Without a longer idle period (30 or 60 days), it is difficult to separate initial relaxation effects from true steady-state self-discharge with precision. The 97.7% capacity retention result is solid but not the kind of data point that rewrites textbooks.

Three reports in, a pattern emerges

This is the third VTT report in three weeks. The first report confirmed fast charging at 11C (0–80% in 4.5 minutes), the second confirmed high-temperature discharge up to 100°C, and now the third confirms acceptable self-discharge performance. The cadence is impressive, more transparency than most battery startups have ever offered.

But the pattern is also telling. Donut Lab continues to prove the claims that the battery industry considers achievable — fast charging, thermal tolerance, low self-discharge. These are engineering challenges, not physics challenges. Solid-state batteries, by their nature, are expected to perform well in all three areas.

The two specifications that drew the harshest criticism after CES remain completely untested by any independent party: the 400 Wh/kg energy density that Svolt Energy’s chairman called “physically impossible,” and the 100,000-cycle life that would be orders of magnitude beyond anything demonstrated in the industry. VTT’s reports have not included cell weight or physical dimensions, making independent verification of energy density impossible from the data provided.

One additional detail worth noting: the initial capacity test on cell DL1 measured 26.5 Ah and 91.8 Wh of discharge energy. The nominal spec lists 94 Wh. If the cell weighs around 235 grams, that would put it near the 400 Wh/kg claim, but VTT does not report the weight, and calculating backward from an energy density claim is not the same as measuring it.

CEO Marko Lehtimäki staked his personal reputation on shipping Verge Motorcycles with these cells in Q1 2026. That deadline is now days away.

Electrek’s Take

These three independent VTT reports in three weeks are encouraging, but there’s nothing completely groundbreaking yet.

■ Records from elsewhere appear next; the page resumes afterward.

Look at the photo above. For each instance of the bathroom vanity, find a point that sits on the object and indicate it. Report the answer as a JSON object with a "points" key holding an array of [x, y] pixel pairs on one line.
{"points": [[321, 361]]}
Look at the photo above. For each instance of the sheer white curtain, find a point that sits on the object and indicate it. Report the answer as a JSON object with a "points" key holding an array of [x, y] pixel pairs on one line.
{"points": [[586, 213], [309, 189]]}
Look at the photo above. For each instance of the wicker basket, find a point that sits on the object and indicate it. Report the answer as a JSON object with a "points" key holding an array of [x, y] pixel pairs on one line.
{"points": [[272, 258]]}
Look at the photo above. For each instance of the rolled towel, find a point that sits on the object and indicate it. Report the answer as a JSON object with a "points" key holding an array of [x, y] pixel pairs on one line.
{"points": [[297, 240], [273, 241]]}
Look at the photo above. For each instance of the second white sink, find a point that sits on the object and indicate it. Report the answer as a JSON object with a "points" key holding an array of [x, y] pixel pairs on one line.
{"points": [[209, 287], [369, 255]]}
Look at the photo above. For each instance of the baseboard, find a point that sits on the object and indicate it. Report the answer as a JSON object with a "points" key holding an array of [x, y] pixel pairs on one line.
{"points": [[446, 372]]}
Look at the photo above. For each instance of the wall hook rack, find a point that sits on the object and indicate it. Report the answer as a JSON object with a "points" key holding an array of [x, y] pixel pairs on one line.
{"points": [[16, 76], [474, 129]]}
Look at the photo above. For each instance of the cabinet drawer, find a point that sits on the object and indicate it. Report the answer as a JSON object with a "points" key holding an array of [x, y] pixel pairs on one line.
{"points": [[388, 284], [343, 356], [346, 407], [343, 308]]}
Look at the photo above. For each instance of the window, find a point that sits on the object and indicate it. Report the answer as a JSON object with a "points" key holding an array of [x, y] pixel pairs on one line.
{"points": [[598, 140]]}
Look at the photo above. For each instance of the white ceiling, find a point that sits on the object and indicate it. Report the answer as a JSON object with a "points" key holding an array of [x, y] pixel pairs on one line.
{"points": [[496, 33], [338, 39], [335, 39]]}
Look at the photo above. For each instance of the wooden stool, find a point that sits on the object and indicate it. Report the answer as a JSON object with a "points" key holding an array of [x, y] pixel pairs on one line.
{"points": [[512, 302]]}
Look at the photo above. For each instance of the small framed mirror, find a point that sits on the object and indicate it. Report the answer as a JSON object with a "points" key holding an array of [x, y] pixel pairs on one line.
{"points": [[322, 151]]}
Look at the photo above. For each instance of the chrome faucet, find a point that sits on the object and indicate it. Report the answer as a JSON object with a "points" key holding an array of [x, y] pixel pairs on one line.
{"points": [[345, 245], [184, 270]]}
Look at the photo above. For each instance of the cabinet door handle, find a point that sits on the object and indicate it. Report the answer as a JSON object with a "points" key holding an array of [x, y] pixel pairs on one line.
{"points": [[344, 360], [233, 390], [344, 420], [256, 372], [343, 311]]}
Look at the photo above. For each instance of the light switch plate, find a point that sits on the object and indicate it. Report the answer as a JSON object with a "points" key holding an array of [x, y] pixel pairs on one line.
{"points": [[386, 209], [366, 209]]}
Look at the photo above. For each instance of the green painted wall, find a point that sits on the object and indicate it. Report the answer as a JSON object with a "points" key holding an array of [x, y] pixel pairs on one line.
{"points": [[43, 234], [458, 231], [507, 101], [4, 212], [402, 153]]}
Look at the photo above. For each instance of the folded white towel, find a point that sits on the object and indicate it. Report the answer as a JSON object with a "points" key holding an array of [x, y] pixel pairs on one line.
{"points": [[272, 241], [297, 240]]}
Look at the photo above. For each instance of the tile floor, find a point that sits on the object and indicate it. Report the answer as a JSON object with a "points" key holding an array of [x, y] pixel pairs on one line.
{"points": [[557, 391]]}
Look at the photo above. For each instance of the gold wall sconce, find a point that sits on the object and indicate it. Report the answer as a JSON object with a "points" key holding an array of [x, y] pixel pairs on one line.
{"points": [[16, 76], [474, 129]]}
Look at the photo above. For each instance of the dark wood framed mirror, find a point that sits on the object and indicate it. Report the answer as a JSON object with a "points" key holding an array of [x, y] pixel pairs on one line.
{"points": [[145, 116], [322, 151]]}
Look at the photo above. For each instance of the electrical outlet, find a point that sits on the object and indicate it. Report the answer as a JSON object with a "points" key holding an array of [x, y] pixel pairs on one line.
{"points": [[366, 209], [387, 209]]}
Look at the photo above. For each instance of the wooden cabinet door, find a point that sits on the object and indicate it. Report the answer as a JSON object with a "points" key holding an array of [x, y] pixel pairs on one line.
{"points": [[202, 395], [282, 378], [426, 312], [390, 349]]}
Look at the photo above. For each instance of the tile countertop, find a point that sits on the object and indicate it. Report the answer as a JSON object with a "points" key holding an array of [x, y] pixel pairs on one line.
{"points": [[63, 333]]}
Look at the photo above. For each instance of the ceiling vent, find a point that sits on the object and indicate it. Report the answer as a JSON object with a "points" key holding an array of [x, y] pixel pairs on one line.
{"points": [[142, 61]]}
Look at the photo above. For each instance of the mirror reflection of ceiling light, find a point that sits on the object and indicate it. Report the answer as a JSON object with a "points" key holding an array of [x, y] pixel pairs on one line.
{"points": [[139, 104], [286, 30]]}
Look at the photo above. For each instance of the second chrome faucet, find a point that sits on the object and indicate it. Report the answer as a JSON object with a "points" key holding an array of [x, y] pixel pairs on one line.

The charge rate is probably the most impressive one, but moot as we see what’s entering commercialization in China, such as BYD’s second-gen Blade battery.

We said after the first report that Donut Lab was proving the easier claims first, and that assessment holds after the third. Fast charging, high-temperature tolerance, and self-discharge performance are all within the realm of what the solid-state battery community expects. They are necessary conditions for a real product, but they are not sufficient to validate the extraordinary claims that made Donut Lab famous.

The self-discharge data is fine, 97.7% retention over 10 days is a workable number for real-world applications. We would have liked to see a longer test period to better separate relaxation effects from true self-discharge, but what VTT measured shows a cell that behaves normally.

What we are really waiting for is the energy density and cycle life data. Those are the specifications that, if confirmed, would make this battery genuinely revolutionary rather than just another solid-state cell with good thermal properties. Until VTT weighs the cell and runs it through thousands of cycles, the verdict remains the same: promising but unproven where it matters most. We are getting closer to the point where Donut Lab either delivers the proof or runs out of easier claims to validate.